I have published a new article on ‘judgement’ as a comparative analysis of its role in psychoanalysis and in cognitive theory.
The article will be available to anyone who subscribes to the BACP’s ‘Private Practice’ periodical in the July ’23 edition.
Here is a snippet….
The Role of Judgement in Psychotherapy
Freud .v. cognitive theory?
The dominant theory of emotions in the latter part of the twentieth century was that they are a form of evaluative judgement concerning an object, be that a person, a thing, or a situation. Accordingly, any feeling of pity I have toward ‘A’, for instance, is preceded by the judgement that ‘‘A’ is worthy of pity’. What we will simply call the ‘judgement theory’ is primarily associated with the cognitivist school of philosophy and psychology, which represented a departure from both Freud’s highly influential instinct theory and the physicalism of the late nineteenth century.
For the purpose of this essay, we can say that a founding assumption in cognitive psychology and philosophy alike, is that judgement, discernment – thinking – is our principle tool in understanding the world. Our emotional experience is mediated through how and what we think and, as such, does not represent a direct experience of the world.

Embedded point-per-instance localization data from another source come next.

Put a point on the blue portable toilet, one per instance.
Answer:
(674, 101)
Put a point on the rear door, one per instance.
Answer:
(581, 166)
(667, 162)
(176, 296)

What this brief paper will try to illustrate, firstly, is that Freud was in fact explicit in stating the importance of the concept of ‘judgement’ in psychoanalytic theory. This will entail a response to criticisms of Freud that he was ‘in need of an account of the meaning that he located in an emotion’s intentionality’ (Deigh, 2009, p26), what I will call the ‘because’ of an emotional state: why it is being expressed as such. We will argue also that a cost of Freud’s own account of judgement is that Freudianism remains vulnerable to the accusation of pessimism. Secondly, we will suggest that it is in fact judgement theory itself that must be considered tenuous and, finally, we will attempt a synthesis of views between the cognitivist and the psychoanalytic view of judgement; one which demonstrates not only their differences but their mutual dependence.